Il principio che ha ispirato la creazione del Mini*Midi*Mef è l'inclusività, intesa come effettiva rimozione degli ostacoli ad una piena partecipazione ai processi lavorativi, in particolare nell'ambito di una maggiore conciliazione tra la sfera lavorativa e quella familiare. Il servizio ha la caratteristica di permettere il pieno dispiegamento soprattutto del talento femminile attraverso una qualificata modalità di conciliazione vita-lavoro. Il MMM va incontro alle esigenze di vita di una notevole fetta del personale e, offrendo un servizio dal valore economico significativo per le famiglie, aumenta la produttività dell'intera organizzazione, mediante la riduzione dell'assenteismo.
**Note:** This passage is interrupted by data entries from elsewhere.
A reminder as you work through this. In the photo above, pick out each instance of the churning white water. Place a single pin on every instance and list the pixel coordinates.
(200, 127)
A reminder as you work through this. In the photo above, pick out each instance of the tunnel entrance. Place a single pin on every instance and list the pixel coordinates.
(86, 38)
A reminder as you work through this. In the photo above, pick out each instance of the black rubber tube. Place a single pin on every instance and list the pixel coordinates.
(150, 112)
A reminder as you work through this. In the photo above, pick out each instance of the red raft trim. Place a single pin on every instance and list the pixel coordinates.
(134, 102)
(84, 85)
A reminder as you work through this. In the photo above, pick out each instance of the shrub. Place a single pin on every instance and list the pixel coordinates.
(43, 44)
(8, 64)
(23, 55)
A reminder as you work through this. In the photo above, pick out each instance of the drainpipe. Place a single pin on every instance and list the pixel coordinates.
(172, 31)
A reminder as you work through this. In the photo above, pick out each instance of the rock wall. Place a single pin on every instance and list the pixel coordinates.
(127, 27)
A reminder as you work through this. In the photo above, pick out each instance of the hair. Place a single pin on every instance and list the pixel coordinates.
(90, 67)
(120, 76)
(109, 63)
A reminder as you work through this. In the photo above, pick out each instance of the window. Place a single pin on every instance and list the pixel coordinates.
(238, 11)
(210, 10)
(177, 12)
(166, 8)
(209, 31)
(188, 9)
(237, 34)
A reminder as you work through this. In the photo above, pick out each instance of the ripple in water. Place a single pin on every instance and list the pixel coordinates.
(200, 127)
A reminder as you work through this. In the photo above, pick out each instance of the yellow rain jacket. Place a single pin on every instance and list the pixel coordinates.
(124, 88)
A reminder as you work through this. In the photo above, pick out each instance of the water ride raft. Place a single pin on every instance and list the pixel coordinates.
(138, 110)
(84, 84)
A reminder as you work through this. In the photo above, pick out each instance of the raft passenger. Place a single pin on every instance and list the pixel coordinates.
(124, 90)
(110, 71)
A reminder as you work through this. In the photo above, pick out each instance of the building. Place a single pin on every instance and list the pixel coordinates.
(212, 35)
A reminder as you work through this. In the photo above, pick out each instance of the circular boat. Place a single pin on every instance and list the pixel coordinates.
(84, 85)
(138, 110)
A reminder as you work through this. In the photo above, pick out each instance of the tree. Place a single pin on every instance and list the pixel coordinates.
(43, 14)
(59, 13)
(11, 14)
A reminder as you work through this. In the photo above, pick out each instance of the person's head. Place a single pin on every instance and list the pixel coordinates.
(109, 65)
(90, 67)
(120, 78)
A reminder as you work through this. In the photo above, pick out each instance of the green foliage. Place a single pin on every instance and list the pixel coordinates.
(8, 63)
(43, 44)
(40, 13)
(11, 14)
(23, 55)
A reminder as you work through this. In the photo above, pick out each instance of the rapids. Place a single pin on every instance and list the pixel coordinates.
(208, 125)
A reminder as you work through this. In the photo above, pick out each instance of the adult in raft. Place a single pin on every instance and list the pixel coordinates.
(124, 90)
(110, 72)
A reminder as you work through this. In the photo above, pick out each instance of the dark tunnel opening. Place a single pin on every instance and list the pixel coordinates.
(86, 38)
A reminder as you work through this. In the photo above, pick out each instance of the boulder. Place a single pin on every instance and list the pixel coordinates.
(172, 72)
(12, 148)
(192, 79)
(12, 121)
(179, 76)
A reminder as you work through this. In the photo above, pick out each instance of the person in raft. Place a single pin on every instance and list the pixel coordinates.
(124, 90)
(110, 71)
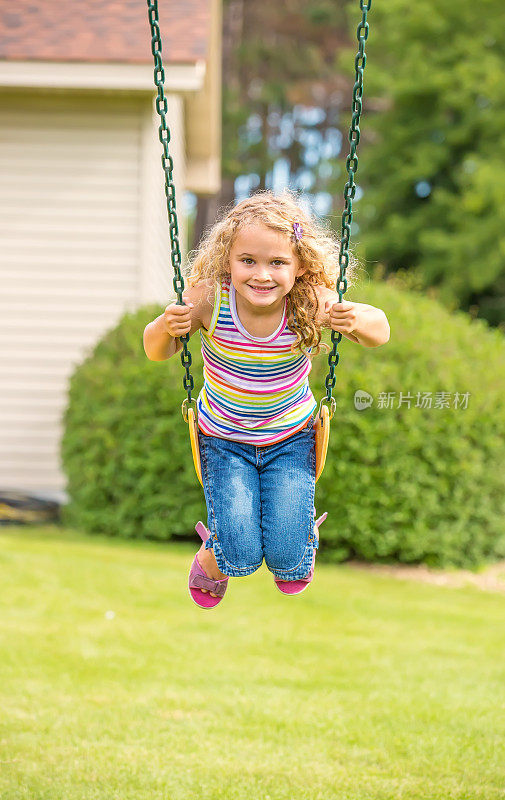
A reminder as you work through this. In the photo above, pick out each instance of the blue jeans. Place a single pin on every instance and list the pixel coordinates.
(260, 504)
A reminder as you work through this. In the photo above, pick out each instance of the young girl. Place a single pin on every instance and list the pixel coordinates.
(259, 293)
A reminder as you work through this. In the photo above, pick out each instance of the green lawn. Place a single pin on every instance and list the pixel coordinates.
(363, 687)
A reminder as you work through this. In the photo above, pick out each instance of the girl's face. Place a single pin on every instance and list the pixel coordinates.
(263, 266)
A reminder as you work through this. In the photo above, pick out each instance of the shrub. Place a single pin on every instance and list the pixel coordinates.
(400, 484)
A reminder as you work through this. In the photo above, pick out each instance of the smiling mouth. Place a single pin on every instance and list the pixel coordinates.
(261, 289)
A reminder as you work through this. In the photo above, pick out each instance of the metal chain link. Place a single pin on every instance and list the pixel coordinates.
(168, 166)
(349, 190)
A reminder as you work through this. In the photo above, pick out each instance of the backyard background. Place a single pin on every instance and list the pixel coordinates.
(113, 683)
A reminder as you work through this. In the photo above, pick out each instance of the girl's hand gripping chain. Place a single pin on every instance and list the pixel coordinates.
(177, 319)
(344, 316)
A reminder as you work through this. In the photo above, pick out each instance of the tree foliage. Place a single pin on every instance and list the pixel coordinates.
(434, 172)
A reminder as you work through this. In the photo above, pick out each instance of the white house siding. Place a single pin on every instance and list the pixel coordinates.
(78, 186)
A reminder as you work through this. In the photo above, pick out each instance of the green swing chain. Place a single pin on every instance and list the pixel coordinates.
(349, 193)
(349, 189)
(168, 166)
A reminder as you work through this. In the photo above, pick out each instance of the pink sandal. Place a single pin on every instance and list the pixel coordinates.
(198, 580)
(298, 586)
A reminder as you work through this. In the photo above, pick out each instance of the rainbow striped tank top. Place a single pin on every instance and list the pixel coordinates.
(255, 390)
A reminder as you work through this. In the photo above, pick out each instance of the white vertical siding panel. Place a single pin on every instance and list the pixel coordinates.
(70, 169)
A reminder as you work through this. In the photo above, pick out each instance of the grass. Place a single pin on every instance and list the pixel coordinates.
(362, 688)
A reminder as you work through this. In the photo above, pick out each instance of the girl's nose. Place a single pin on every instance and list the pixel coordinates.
(262, 273)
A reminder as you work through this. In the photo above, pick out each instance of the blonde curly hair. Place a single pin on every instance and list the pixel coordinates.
(317, 250)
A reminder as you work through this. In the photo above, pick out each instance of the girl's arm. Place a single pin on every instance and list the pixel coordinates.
(359, 322)
(161, 336)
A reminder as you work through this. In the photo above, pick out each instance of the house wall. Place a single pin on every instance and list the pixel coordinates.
(83, 238)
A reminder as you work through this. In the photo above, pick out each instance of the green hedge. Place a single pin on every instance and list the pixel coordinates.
(400, 484)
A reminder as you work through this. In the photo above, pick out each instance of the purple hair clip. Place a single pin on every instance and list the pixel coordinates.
(297, 231)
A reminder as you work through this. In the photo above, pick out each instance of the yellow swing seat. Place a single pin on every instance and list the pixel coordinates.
(322, 437)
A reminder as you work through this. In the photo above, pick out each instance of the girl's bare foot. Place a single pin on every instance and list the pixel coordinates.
(208, 563)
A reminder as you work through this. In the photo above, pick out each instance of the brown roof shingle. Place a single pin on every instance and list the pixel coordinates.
(102, 30)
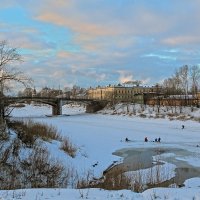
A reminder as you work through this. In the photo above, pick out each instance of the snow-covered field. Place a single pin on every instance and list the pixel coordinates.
(97, 136)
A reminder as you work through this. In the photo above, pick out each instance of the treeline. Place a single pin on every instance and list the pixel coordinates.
(184, 81)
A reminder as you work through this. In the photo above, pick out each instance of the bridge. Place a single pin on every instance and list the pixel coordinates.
(56, 102)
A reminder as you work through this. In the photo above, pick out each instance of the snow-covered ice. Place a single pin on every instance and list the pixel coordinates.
(99, 135)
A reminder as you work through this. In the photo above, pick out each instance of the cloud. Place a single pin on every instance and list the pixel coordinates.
(182, 40)
(124, 76)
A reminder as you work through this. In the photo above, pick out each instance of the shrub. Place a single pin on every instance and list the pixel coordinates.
(67, 146)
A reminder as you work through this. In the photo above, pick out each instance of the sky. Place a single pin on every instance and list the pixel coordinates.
(101, 42)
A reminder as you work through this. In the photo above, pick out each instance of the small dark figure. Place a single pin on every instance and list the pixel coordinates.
(127, 140)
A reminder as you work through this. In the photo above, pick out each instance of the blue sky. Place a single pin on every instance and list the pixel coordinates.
(101, 42)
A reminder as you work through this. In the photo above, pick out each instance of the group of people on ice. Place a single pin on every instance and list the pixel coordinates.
(156, 140)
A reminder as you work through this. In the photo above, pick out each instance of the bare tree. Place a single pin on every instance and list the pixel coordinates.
(9, 57)
(195, 78)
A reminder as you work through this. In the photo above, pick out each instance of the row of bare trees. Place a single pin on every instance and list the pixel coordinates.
(186, 80)
(9, 58)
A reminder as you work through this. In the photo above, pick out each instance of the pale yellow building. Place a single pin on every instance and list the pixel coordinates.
(120, 93)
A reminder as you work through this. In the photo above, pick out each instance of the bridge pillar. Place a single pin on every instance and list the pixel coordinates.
(57, 108)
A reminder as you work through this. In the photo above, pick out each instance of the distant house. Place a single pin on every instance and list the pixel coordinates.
(173, 100)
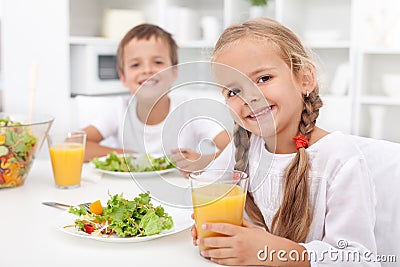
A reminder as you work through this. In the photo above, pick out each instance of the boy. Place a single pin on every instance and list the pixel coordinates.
(146, 57)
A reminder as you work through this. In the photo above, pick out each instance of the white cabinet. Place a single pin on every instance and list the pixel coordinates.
(324, 25)
(326, 28)
(379, 94)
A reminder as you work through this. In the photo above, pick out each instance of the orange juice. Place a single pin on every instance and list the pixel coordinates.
(223, 203)
(67, 160)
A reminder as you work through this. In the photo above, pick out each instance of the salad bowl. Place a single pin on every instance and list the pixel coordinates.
(20, 139)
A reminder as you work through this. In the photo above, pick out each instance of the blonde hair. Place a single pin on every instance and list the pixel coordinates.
(293, 218)
(146, 31)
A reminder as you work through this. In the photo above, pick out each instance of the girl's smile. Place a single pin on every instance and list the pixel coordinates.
(260, 113)
(270, 102)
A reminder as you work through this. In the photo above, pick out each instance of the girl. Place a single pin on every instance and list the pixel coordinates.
(309, 189)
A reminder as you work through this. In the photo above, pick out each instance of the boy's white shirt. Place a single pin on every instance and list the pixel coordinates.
(342, 195)
(182, 129)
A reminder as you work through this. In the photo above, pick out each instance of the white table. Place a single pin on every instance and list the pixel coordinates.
(28, 236)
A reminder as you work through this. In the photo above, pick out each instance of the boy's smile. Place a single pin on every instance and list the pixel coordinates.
(145, 64)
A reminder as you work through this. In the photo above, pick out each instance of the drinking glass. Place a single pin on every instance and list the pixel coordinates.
(218, 196)
(67, 152)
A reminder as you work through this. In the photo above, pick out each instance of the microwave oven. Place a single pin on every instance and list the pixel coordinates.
(93, 70)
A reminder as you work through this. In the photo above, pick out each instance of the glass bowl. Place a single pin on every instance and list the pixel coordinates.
(20, 139)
Questo contribuisce al miglioramento del clima organizzativo complessivo, dimostrando l'interesse dell'azienda (nel nostro caso una pubblica amministrazione) a farsi carico di parte delle esigenze di integrazione dei tempi di vita e di lavoro, al fine di aumentare sia dal punto di vista qualitativo che quantitativo, il grado di partecipazione/inclusione del dipendente ai processi lavorativi, e all'organizzazione del lavoro nel suo complesso.
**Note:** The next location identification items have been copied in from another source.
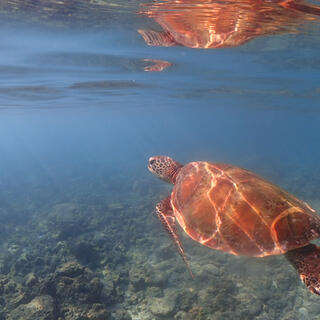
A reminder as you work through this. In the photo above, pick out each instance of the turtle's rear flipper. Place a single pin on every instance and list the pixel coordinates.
(165, 215)
(306, 260)
(157, 38)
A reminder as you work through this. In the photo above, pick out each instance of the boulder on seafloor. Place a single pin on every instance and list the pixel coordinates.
(40, 308)
(78, 292)
(163, 307)
(121, 314)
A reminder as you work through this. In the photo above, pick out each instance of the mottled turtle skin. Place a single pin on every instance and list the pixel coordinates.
(234, 210)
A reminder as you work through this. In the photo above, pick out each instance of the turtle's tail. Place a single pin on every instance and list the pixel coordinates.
(306, 261)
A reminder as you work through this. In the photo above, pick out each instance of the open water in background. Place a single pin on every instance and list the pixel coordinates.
(80, 115)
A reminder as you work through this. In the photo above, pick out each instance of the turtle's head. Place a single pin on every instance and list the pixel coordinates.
(164, 167)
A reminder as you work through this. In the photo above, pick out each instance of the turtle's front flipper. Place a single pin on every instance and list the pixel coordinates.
(306, 260)
(165, 214)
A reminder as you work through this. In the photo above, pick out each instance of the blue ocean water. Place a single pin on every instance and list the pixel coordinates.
(80, 114)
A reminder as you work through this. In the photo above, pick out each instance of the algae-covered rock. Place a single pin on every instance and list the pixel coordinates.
(163, 307)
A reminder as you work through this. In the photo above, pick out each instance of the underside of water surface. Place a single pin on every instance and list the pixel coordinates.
(89, 90)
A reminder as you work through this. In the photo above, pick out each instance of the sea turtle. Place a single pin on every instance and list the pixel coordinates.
(216, 24)
(234, 210)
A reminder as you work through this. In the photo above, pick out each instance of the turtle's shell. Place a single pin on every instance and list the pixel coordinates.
(231, 209)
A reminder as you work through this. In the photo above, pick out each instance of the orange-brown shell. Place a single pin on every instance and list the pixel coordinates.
(231, 209)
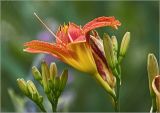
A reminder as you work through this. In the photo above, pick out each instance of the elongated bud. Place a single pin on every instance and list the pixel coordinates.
(124, 46)
(31, 87)
(57, 83)
(156, 89)
(53, 71)
(115, 43)
(153, 70)
(40, 99)
(109, 53)
(23, 86)
(36, 73)
(45, 76)
(63, 78)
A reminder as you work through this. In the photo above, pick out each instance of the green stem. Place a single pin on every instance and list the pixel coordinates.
(105, 85)
(117, 100)
(54, 105)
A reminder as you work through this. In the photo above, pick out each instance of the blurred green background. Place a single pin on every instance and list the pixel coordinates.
(18, 25)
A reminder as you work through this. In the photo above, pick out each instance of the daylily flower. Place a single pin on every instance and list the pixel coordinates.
(73, 47)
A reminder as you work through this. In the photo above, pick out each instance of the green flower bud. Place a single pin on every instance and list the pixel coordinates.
(36, 73)
(53, 71)
(40, 99)
(23, 86)
(115, 43)
(109, 53)
(31, 87)
(124, 46)
(63, 78)
(156, 89)
(34, 95)
(45, 76)
(57, 83)
(153, 70)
Seguendo l'esperienza MMM stiamo per sperimentare la "Carta per il rispetto dei tempi di vita" all'interno della realtà lavorativa, con l'obiettivo, per l'amministrazione, di favorire sempre di più la previsione di modalità lavorative rispettose delle primarie esigenze familiari e della genitorialità, e di accrescere maggiormente il senso di appartenenza dei dipendenti, il loro desiderio di partecipazione attiva ai processi lavorativi, il miglioramento del clima organizzativo e con esso, della performance aziendale.

È questo il motivo per cui l'inclusione tra le linee programmatiche del Ministro della funzione pubblica dell'obiettivo della conciliazione dei tempi di vita e delle pari opportunità ha una valenza strategica ed emblematica: rappresenta una sfida ad innovare e a combattere l'incultura della disuguaglianza di genere anche lì dove la pari opportunità di genere dovrebbe essere un punto di partenza e non di arrivo.

Tutti/e sappiamo che non è così e che, quella dell'equilibrio di genere, è una guerra che si combatte poco alla volta, battaglia dopo battaglia, sconfiggendo luogo comune dopo luogo comune, promuovendo la diffusione delle buone pratiche con strumenti semplici e a basso costo, e soprattutto, attraverso l'educazione a una nuova cultura: quella del rispetto della diversità, anche di genere. Trovo illuminante, a questo proposito, la frase conclusiva del discorso che Malala Yousafzai - la ragazza pachistana ferita dai Talebani perché attivista per i diritti civili e per le sue idee sull'importanza dell'istruzione per le bambine e le donne del suo paese – ha tenuto lo scorso luglio davanti alle Nazioni Unite nel giorno del suo sedicesimo compleanno: "Education is the only solution: education first!". Ecco, l'educazione - nell'accezione di promozione della cultura della conciliazione e della pari opportunità di genere - rappresenta l'elemento cardine delle linee programmatiche della Ministra Madia. Un primo passo è compiuto. Speriamo ne seguano altri.

 

Note

(1) Audizione del Ministro della Funzione Pubblica, Maria Anna Madia, presso le Commissioni riunite I e XI della Camera dei deputati, mercoledì 2 aprile 2014.